While Ramy challenges some perceptions of Muslims, it also reinforces some of them. If Season 1 revealed the inherent loneliness of Maysa, the neglected housewife, Season 2 turns her into a Michael Scott-like lovable buffoon. Maysa believes her American citizenship dreams are threatened when she learns her Lyft Driver account has been suspended due to a passenger complaint. So, she tracks down the passenger, who happens to be a nonbinary person she ignorantly misgendered. Unlike Ramy, Maysa however takes responsibility for her actions and learns from her internalised biases.
If you’ve seen even a single season of Ramy, the figure of Uncle Naseem will feel strangely familiar. Because we all have an Uncle Naseem in our families, a man of unabashed bigotry everyone seems to tolerate only because we can't get rid of him. In Season 2, Ramy attempts to humanise the despicable character by applying Freud's idea of reaction formation. Essentially, he suggested if someone wants to build a 50-feet-high, barbed-wire-fortified wall fortified, it might mean he is trying too hard to hide something. Uncle Naseem is revealed to be a homosexual man who has repressed his sexual drive — due to its conflict with his beliefs — for so long, his self-hatred manifests as varying forms of bigotry. We’ve seen this earlier with Dave Karofsky in Glee, Brad in The Perks of Being a Wallflower, and Mac in It's Always Sunny in Philadelphia. The outwardly homophobic, secretly homosexual has become one of modern pop culture's go-to LGBTQ stock characters, one which equates homophobia to repressed homosexuality when it is rarely the truth.

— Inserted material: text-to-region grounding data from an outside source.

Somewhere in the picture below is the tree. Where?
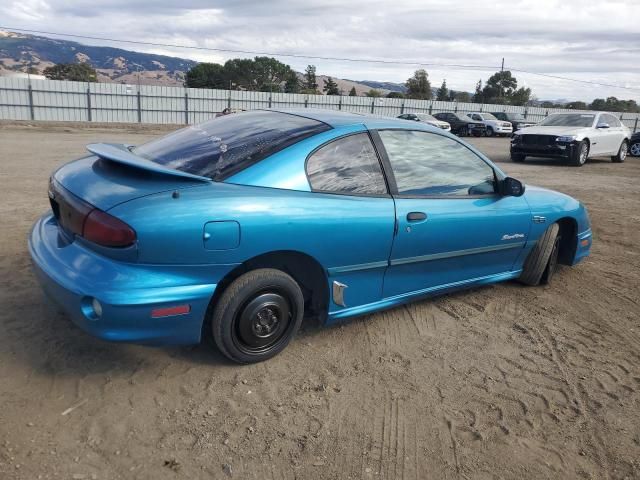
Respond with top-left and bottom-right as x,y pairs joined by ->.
251,56 -> 295,92
482,70 -> 518,103
565,101 -> 588,110
473,80 -> 483,103
43,63 -> 97,82
304,65 -> 318,92
365,89 -> 383,97
284,71 -> 301,93
510,86 -> 532,106
386,91 -> 404,99
405,69 -> 432,100
184,62 -> 227,89
348,86 -> 357,96
454,91 -> 472,103
590,97 -> 639,113
436,79 -> 448,101
323,77 -> 340,95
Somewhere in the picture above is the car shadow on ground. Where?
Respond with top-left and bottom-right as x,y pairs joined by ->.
520,156 -> 614,166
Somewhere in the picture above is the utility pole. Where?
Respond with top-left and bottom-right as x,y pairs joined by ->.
501,58 -> 504,72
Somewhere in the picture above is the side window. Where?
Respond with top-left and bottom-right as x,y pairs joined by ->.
378,130 -> 496,196
605,114 -> 620,127
473,114 -> 482,121
306,133 -> 387,195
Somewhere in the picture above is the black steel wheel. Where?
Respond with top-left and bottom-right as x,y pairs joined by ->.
209,269 -> 304,364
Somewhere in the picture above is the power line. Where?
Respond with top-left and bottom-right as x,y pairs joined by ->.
2,26 -> 639,93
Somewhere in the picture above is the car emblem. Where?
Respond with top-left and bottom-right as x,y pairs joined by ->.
501,233 -> 525,240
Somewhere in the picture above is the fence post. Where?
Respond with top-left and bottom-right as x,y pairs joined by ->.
428,104 -> 432,115
338,97 -> 342,111
27,83 -> 35,121
184,92 -> 189,125
524,108 -> 528,119
370,99 -> 375,114
136,89 -> 142,123
86,86 -> 92,122
227,89 -> 232,109
634,117 -> 638,133
268,95 -> 272,109
304,97 -> 308,108
400,102 -> 405,115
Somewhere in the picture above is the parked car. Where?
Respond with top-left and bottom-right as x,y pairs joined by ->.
490,112 -> 537,133
397,113 -> 451,131
466,112 -> 513,136
629,131 -> 640,157
433,112 -> 486,136
30,109 -> 592,364
511,112 -> 631,166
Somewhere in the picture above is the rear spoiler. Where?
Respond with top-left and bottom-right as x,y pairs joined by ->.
86,143 -> 212,183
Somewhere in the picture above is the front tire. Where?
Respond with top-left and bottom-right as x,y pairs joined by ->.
209,268 -> 304,364
630,140 -> 640,157
611,141 -> 628,163
486,126 -> 494,137
511,152 -> 526,162
568,140 -> 589,166
520,223 -> 560,286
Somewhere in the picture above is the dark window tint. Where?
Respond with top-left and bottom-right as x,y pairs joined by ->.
134,111 -> 331,181
306,133 -> 387,195
379,130 -> 496,196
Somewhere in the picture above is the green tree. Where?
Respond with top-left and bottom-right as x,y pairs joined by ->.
323,76 -> 340,95
284,71 -> 301,93
590,97 -> 639,113
184,62 -> 227,89
348,86 -> 357,96
386,91 -> 404,99
482,70 -> 518,103
436,79 -> 448,101
304,65 -> 318,92
565,101 -> 588,110
454,91 -> 472,103
473,79 -> 483,103
405,69 -> 432,100
365,89 -> 383,97
510,86 -> 532,106
43,63 -> 97,82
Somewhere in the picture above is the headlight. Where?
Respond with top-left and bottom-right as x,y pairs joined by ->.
556,135 -> 577,142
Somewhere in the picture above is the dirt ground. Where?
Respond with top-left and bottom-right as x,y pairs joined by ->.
0,121 -> 639,480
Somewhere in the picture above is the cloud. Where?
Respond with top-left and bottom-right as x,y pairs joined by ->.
1,0 -> 639,101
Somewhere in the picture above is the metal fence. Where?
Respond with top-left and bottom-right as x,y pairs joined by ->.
1,76 -> 639,131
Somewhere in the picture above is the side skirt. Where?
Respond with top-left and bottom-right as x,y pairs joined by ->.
326,270 -> 522,324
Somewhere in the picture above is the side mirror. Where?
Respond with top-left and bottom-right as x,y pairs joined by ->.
501,177 -> 525,197
596,122 -> 610,129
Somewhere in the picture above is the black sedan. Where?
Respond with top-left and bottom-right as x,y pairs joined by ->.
433,112 -> 486,136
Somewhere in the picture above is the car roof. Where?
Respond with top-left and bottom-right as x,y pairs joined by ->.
269,108 -> 433,130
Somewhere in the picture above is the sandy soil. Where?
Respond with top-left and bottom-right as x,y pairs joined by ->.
0,122 -> 639,480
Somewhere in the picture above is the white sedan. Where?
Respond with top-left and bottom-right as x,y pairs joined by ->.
466,112 -> 513,136
397,113 -> 451,131
510,112 -> 631,166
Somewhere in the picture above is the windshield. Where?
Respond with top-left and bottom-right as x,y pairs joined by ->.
540,114 -> 595,127
506,113 -> 526,121
134,111 -> 331,181
482,113 -> 497,120
416,114 -> 437,122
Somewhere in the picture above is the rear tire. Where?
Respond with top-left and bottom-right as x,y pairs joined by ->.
209,268 -> 304,364
611,141 -> 628,163
568,140 -> 589,166
520,223 -> 560,286
511,153 -> 526,162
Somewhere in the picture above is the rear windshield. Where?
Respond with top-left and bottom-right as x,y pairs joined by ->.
134,110 -> 331,181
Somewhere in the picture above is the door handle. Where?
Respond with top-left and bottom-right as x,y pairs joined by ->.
406,212 -> 427,222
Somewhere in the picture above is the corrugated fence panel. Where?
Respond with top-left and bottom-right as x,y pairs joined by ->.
0,77 -> 31,120
0,77 -> 638,131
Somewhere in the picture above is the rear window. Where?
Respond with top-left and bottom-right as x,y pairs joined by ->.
133,110 -> 331,181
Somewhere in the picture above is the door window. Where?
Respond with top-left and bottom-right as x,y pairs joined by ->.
306,133 -> 388,195
378,130 -> 496,196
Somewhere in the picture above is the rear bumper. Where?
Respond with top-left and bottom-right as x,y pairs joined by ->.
28,213 -> 236,345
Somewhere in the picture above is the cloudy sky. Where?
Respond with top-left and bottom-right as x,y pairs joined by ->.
2,0 -> 639,101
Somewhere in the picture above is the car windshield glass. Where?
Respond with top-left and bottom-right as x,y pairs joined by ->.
416,114 -> 437,121
507,113 -> 526,121
482,113 -> 497,120
540,114 -> 595,127
133,111 -> 331,181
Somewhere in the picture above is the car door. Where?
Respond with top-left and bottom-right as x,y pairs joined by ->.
373,129 -> 532,298
601,114 -> 625,154
303,131 -> 396,314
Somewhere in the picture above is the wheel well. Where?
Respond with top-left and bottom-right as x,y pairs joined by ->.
556,217 -> 577,265
208,251 -> 328,323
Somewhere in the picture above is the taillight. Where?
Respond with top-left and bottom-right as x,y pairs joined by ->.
83,209 -> 136,248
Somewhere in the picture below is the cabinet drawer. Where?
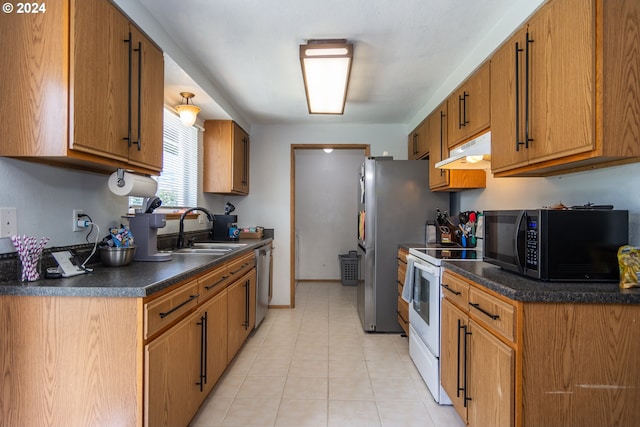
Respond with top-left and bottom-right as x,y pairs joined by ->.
199,265 -> 229,302
398,264 -> 407,286
441,271 -> 470,309
397,297 -> 409,333
145,280 -> 200,340
227,252 -> 255,281
398,248 -> 409,264
468,286 -> 516,342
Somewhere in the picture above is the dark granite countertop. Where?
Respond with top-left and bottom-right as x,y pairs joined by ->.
444,261 -> 640,304
0,239 -> 271,298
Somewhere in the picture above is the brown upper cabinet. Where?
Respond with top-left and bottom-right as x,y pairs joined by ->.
427,101 -> 486,191
408,119 -> 429,160
447,62 -> 491,149
0,0 -> 164,175
203,121 -> 250,195
490,0 -> 640,176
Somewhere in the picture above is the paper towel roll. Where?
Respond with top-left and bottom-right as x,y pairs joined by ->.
108,171 -> 158,197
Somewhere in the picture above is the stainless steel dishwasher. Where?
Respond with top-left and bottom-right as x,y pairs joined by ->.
254,243 -> 272,328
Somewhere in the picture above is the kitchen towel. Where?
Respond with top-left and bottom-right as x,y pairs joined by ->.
402,255 -> 417,303
108,171 -> 158,197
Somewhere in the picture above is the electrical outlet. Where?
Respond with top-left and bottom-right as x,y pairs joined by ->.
0,207 -> 17,237
73,209 -> 84,232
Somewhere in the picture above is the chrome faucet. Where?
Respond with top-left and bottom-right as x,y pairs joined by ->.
176,207 -> 215,248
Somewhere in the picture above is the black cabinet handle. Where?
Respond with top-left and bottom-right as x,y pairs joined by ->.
196,312 -> 206,391
133,41 -> 142,151
525,31 -> 534,149
442,284 -> 461,296
123,32 -> 132,148
230,262 -> 250,275
456,319 -> 463,398
158,293 -> 199,319
439,110 -> 446,177
462,91 -> 469,127
205,276 -> 228,291
469,302 -> 500,320
458,94 -> 464,129
515,41 -> 524,151
243,280 -> 250,329
463,325 -> 472,406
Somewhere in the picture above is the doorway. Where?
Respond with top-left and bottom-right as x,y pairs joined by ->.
290,144 -> 370,308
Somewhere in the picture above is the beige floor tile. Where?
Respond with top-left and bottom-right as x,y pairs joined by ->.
222,398 -> 280,426
283,376 -> 328,399
377,400 -> 436,427
371,377 -> 422,401
258,343 -> 295,360
288,358 -> 329,377
328,359 -> 368,378
190,397 -> 232,427
328,400 -> 381,427
275,399 -> 327,427
328,377 -> 374,400
366,358 -> 413,379
237,376 -> 286,398
210,374 -> 245,399
248,358 -> 292,377
293,343 -> 329,360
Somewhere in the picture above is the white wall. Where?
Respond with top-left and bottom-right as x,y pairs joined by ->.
237,124 -> 407,306
457,163 -> 640,246
295,149 -> 365,280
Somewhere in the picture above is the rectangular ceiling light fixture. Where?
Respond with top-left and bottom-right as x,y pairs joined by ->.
300,39 -> 353,115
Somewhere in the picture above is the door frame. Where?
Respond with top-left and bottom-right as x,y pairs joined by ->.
290,144 -> 370,308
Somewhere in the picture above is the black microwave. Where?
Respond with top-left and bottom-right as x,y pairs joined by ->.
483,209 -> 628,281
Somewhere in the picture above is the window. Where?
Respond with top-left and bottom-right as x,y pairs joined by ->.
130,109 -> 198,208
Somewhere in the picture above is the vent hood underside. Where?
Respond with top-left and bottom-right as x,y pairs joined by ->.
435,131 -> 491,170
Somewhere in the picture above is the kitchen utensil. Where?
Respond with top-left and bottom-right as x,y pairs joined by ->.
144,197 -> 162,213
99,246 -> 135,267
224,202 -> 236,215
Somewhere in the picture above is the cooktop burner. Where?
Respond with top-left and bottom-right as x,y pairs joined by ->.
409,246 -> 482,265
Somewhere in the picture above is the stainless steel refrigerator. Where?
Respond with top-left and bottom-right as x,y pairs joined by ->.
357,157 -> 449,332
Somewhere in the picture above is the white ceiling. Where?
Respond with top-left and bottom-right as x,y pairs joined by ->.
137,0 -> 525,127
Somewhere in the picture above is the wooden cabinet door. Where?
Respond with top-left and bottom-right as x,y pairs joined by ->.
128,25 -> 164,172
145,309 -> 201,427
408,120 -> 429,160
71,0 -> 130,161
448,62 -> 491,148
491,0 -> 595,173
489,27 -> 529,171
441,299 -> 468,423
227,270 -> 255,361
428,102 -> 449,189
202,289 -> 228,395
231,124 -> 250,194
467,320 -> 514,427
525,0 -> 595,164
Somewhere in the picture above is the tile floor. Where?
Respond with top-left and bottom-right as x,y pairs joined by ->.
190,282 -> 466,427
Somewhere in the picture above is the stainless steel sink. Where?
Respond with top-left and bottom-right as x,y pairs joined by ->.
191,242 -> 247,249
169,242 -> 248,255
171,248 -> 231,255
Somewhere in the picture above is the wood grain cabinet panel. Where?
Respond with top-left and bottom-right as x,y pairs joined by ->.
0,0 -> 164,175
490,0 -> 640,176
203,120 -> 251,195
407,120 -> 429,160
447,62 -> 490,148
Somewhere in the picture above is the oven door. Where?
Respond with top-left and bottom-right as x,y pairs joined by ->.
409,259 -> 441,357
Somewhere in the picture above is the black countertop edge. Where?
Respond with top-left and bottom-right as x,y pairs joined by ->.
443,261 -> 640,304
0,239 -> 272,298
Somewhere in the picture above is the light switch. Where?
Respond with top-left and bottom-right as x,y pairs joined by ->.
0,207 -> 17,237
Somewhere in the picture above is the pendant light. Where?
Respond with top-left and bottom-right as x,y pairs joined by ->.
175,92 -> 201,127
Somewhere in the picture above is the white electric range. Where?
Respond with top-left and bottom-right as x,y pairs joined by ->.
406,245 -> 482,404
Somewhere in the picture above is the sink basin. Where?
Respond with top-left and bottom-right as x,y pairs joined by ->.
169,242 -> 248,255
171,248 -> 230,255
192,242 -> 248,249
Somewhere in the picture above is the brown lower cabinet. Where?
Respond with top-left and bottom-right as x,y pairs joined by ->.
441,270 -> 640,427
0,250 -> 257,427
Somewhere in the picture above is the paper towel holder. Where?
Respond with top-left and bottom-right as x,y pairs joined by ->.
116,168 -> 126,187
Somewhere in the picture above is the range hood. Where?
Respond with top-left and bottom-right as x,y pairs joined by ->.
435,131 -> 491,170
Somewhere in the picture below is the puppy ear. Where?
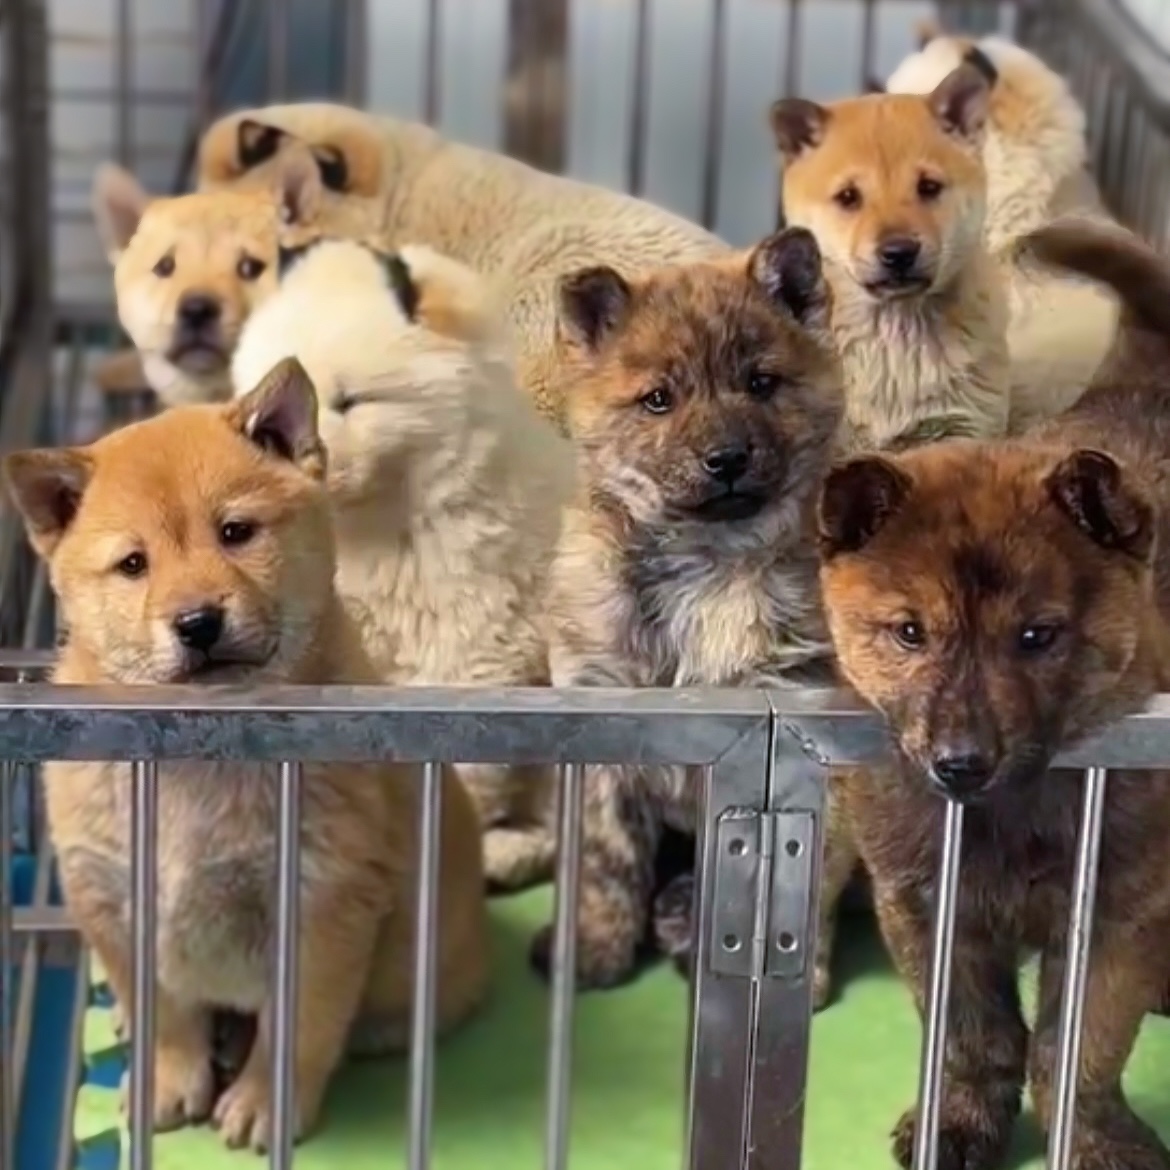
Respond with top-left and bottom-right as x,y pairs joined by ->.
962,45 -> 999,88
818,455 -> 913,558
231,357 -> 325,477
238,118 -> 289,170
559,266 -> 634,351
311,145 -> 349,193
748,227 -> 830,333
915,17 -> 943,49
91,163 -> 152,263
3,447 -> 94,560
1046,448 -> 1153,561
929,62 -> 991,140
274,145 -> 324,227
769,99 -> 830,160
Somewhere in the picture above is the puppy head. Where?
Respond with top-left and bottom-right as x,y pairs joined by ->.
232,237 -> 509,507
94,153 -> 327,406
4,358 -> 336,685
817,441 -> 1155,801
557,227 -> 842,529
771,65 -> 990,299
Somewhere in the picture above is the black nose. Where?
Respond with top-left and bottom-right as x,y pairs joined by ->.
173,606 -> 225,653
177,294 -> 222,330
930,752 -> 995,798
878,237 -> 922,274
701,446 -> 751,484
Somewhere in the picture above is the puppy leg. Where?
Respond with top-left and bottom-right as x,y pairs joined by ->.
876,882 -> 1027,1170
212,888 -> 380,1152
529,763 -> 659,989
815,779 -> 860,1011
1029,933 -> 1170,1170
652,871 -> 695,980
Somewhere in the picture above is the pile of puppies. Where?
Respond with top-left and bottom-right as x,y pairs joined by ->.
7,20 -> 1170,1170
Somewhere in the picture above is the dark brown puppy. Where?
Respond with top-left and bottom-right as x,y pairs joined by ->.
818,218 -> 1170,1170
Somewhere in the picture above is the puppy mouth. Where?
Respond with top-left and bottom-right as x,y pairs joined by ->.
862,274 -> 933,298
687,492 -> 768,523
172,651 -> 272,685
166,339 -> 229,374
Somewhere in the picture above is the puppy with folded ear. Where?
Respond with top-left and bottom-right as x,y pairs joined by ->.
6,358 -> 490,1151
232,236 -> 575,893
91,148 -> 336,408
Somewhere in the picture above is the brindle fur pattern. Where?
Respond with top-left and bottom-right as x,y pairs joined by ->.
531,228 -> 848,990
818,221 -> 1170,1170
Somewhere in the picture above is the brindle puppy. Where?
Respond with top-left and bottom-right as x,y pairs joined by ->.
529,227 -> 851,991
817,218 -> 1170,1170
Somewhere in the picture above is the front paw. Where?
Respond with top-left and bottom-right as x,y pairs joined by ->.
212,1071 -> 290,1153
1070,1106 -> 1170,1170
120,1045 -> 215,1132
528,923 -> 640,991
891,1091 -> 1017,1170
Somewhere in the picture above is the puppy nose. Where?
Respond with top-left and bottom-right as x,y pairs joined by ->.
701,446 -> 751,484
173,605 -> 225,653
177,294 -> 222,330
930,751 -> 995,798
878,237 -> 922,274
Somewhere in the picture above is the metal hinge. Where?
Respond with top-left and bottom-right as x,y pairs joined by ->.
707,807 -> 816,981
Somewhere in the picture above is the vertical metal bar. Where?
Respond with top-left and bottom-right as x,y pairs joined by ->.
270,760 -> 303,1170
12,800 -> 50,1125
627,0 -> 652,197
115,0 -> 133,167
408,761 -> 443,1170
859,0 -> 877,92
700,0 -> 728,231
344,0 -> 369,107
194,0 -> 213,134
1045,767 -> 1107,1170
783,0 -> 802,98
129,760 -> 159,1170
55,946 -> 91,1170
267,0 -> 291,101
544,764 -> 584,1170
423,0 -> 442,126
0,761 -> 13,1170
911,799 -> 965,1170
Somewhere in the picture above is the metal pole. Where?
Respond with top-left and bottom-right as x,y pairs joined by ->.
129,760 -> 159,1170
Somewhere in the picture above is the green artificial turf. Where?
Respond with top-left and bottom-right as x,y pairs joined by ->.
76,892 -> 1170,1169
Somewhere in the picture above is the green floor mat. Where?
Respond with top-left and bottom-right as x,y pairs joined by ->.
76,893 -> 1170,1169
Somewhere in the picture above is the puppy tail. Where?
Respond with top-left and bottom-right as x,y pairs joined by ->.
1018,217 -> 1170,339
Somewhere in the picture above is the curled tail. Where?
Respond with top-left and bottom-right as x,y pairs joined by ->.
1019,217 -> 1170,338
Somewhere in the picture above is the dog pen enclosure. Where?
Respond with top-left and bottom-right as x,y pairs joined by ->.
3,0 -> 1170,1168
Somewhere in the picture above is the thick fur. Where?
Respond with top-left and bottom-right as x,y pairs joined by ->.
529,228 -> 852,994
771,65 -> 1011,453
3,360 -> 489,1151
884,29 -> 1122,431
232,239 -> 574,892
92,148 -> 333,408
196,101 -> 728,433
815,221 -> 1170,1170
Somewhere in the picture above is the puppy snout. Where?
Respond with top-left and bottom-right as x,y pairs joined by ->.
701,445 -> 751,485
172,605 -> 226,653
877,236 -> 922,276
929,745 -> 996,800
177,293 -> 222,332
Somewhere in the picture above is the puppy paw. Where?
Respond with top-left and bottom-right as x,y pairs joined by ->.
1072,1108 -> 1170,1170
119,1047 -> 215,1132
891,1098 -> 1015,1170
528,924 -> 640,991
212,1073 -> 284,1153
812,961 -> 834,1012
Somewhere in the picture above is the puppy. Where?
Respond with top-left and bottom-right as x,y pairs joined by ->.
816,219 -> 1170,1170
232,238 -> 575,893
771,63 -> 1011,452
91,147 -> 334,407
6,359 -> 489,1150
884,26 -> 1121,429
530,227 -> 854,996
195,101 -> 729,432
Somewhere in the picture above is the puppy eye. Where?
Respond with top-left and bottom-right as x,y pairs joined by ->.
834,184 -> 862,211
220,521 -> 257,547
890,620 -> 926,651
237,255 -> 267,281
747,370 -> 781,400
1018,621 -> 1064,654
640,387 -> 674,415
116,552 -> 148,579
917,176 -> 945,201
153,255 -> 175,278
334,394 -> 356,415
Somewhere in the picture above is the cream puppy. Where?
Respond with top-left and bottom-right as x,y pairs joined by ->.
231,238 -> 575,891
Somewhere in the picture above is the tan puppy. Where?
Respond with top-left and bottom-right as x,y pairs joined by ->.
195,101 -> 729,432
884,26 -> 1121,430
5,359 -> 489,1150
232,238 -> 574,892
91,148 -> 334,407
771,63 -> 1011,452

Similar to the Bechdel test which measures gender representation and equality in fiction, the Riz test measures the representation of Muslims. Inspired by Riz Ahmed's 2017 speech on on-screen diversity, the test aims to identify Muslim stereotypes through five criteria. Is the Muslim character: 1. talking about, the victim of, or the perpetrator of terrorism?; 2. presented as irrationally angry?; 3. presented as superstitious, culturally backwards or anti-modern?; 4. presented as a threat to a Western way of life?; 5. presented as misogynistic if male and oppressed by her male counterparts if female? Ramy fails on at least three counts: Uncle Naseem (2), Dena and Maysa (3) and Uncle Naseem again (5).
In the aforementioned speech at the UK House of Commons, Ahmed spoke about the importance of representation. "People are looking for the message that they belong, that they are part of something, that they are seen and heard and that despite, or perhaps because of, their experience, they are valued." The first two seasons of Ramy sure ensure the experience of the Muslim-American man is valued. Come Season 3, here's hoping the women are too.
Ramy is now streaming on Amazon Prime Video.